Cold Souls | REVIEW

Last Updated: April 27, 2012By Tags: , ,

 

After watching Sophie Barthes’ Cold Souls tonight I felt like escaping into the epicurian pleasures of brie, crackers and fig chutney–high-blood pressure be damned. I needed get my mind off things, warm the soul, so to speak, because Sophie Barthes’s “Cold Souls” is a downer of a movie, and one without any particular rewards.

Movies need to take us aback a little. One, it stars Paul Giamatti as himself. Can we agree that watching Paul playing Paul on the big screen is probably not the biggest thrill? Giamatti is a superior actor but as himself he’s not exactly the life of the party; and that leads to the next problem with “Cold souls”: a lack of vitality, but one that is, somehow, aware that it is lacking. There’s a weight bearing down on this film, and therefore us (thus my traipsing inside my local market late one Tuesday night).

Giamatti is playing in Chekov’s “Vanya” and he complains that he needs better focus. He finds a doctor (David Strathairn) who runs a soul storage company. Does this sound just too easy? The more time goes by, the more “Cold souls” started to reveal itself as sophomoric daydreaming that could only be conjured from film school. It fails to engage because it does not convey one very important thing about moviemaking: the need for a little pixie dust, that magical je-ne-sais-quoi that will make a fantastical story look far-fetched and impossible enough to be entertaining.

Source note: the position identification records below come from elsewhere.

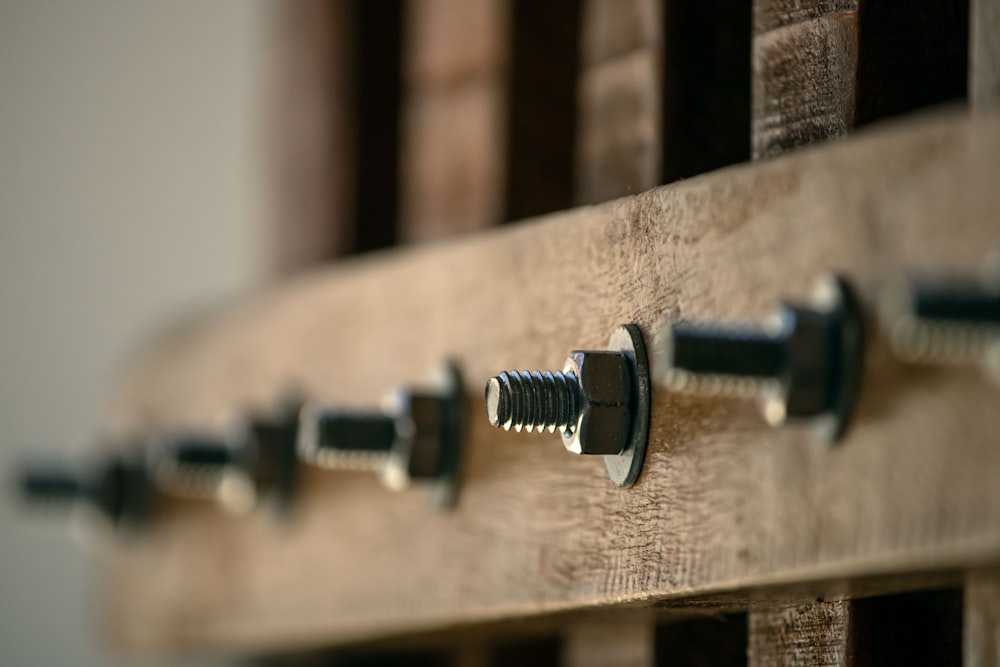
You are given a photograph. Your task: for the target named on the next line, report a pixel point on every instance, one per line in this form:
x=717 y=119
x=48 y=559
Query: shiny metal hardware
x=415 y=437
x=599 y=403
x=806 y=363
x=118 y=488
x=946 y=322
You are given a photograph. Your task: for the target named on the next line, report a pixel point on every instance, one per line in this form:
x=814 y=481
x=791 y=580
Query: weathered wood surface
x=805 y=59
x=619 y=146
x=724 y=503
x=813 y=635
x=981 y=622
x=984 y=53
x=453 y=117
x=311 y=145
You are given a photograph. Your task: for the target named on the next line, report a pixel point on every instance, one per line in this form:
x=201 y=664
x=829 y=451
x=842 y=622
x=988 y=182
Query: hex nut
x=605 y=417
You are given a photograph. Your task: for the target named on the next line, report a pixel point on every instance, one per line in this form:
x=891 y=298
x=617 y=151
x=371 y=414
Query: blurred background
x=162 y=159
x=130 y=195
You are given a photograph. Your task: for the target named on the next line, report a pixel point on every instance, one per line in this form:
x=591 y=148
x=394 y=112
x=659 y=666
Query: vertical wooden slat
x=805 y=55
x=984 y=53
x=620 y=118
x=453 y=118
x=624 y=641
x=809 y=634
x=311 y=168
x=981 y=623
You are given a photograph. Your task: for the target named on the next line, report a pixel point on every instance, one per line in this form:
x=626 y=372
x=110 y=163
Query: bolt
x=588 y=401
x=273 y=438
x=347 y=440
x=946 y=323
x=533 y=400
x=599 y=403
x=118 y=488
x=416 y=436
x=203 y=468
x=805 y=364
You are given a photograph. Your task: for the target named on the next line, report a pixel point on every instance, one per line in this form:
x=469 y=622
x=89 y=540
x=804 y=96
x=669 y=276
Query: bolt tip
x=495 y=401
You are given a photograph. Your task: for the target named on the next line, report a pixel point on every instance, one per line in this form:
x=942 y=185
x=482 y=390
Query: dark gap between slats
x=541 y=116
x=378 y=84
x=706 y=86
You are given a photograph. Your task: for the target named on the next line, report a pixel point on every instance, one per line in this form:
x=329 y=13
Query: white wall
x=129 y=193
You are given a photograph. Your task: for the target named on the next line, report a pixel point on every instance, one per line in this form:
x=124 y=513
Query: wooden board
x=802 y=634
x=982 y=619
x=724 y=505
x=805 y=58
x=310 y=116
x=619 y=143
x=453 y=117
x=984 y=53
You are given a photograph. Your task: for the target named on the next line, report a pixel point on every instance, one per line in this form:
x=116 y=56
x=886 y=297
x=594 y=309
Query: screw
x=118 y=488
x=947 y=323
x=416 y=436
x=346 y=440
x=533 y=400
x=273 y=439
x=599 y=403
x=203 y=468
x=807 y=363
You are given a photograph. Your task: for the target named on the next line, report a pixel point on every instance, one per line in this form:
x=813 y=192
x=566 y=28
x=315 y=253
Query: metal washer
x=624 y=468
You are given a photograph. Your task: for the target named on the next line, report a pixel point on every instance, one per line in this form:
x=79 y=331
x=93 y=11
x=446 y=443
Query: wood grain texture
x=453 y=117
x=804 y=63
x=619 y=145
x=984 y=53
x=311 y=142
x=810 y=635
x=724 y=504
x=981 y=626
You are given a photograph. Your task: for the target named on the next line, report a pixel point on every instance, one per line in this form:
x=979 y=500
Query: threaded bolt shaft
x=345 y=440
x=533 y=400
x=729 y=351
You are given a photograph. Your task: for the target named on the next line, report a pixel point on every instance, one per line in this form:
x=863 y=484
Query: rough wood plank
x=805 y=57
x=624 y=640
x=982 y=619
x=984 y=53
x=453 y=118
x=808 y=634
x=724 y=503
x=620 y=108
x=311 y=201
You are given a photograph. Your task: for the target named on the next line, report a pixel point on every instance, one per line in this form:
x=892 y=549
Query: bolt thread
x=730 y=361
x=533 y=400
x=46 y=485
x=345 y=440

Maybe the problem is just Giamatti. There’s something in him that us New Yorkers don’t want to see because it’s that part of us we’re trying to ignore most of the time, a walking existential-crisis-waiting-to-happen. It’s fitting that the movie is about losing your soul, and Barthes makes plenty use of the many humorous implications of this, but everything feels like a cliche. For example, Giamatti’s soul is as big as a chickpea, as it turns out. In fact, it is a chickpea. I would’ve been better convinced if the jar if peered into merely held air. A chickpea–it’s predictable to the point of being a cliche.

In the short film which she directed a couple of years ago, Barthes uses the same type of conceit and attempts to package happiness for sale. That elusive concept is found enclosed in a mysterious box, at a Russian-owned gift-shop in Brooklyn. Being from France, I understand Barthe’s strange predilection for conceptualizing impossible concepts like happiness and the soul. Because it is so very French. But it does not translate well on the big screen. In fact, Barthes gets confused in “Cold souls” and blurs the line between soul and memory—it’s a cop out. Even the less intelligently gifted will understand the difference between soul and memory. When Giamatti ends up with someone else’s soul, he suddenly starts having daydreams of that person’s difficult childhood.

This is the moment in “Cold Souls” when I knew that Sophie Barthes had ‘rate son coup’ as the French say. She missed her mark. At least, in “Happiness” there was that happy, if awkward moment when the factory worker notices her supervisor’s red high-heels and buys the very same pair. There was the little mystery, the pixie dust that made it all more fun, more.. better. There are no red high-heels in Cold Souls. Only Paul Giamatti walking in and out of rooms and unloading his neuroses onto unsuspecting bystanders (his wife, the physician, etc.) I wanted to think that in theory the concept behind Cold Souls was a good one, but I wouldn’t even dare. There is a reason why few directors have attempted this, and that’s because such existentialist overtures look far better on paper. Write a poem about it! It will give the world more pleasure.

When Wim Wenders wanted to peer into the human soul, he used angels that were imperfect. You could hear people’s thoughts riding the subway home. Then one of the angels wanted to become human. The soul was a tangible thing then, it was brilliant. Unlike with films made in France, in America people are not defined by their neuroses—they prevail over them. And when the opposite happens, unless you can stuff a pair of red heels somewhere in there, it becomes too much of a drag.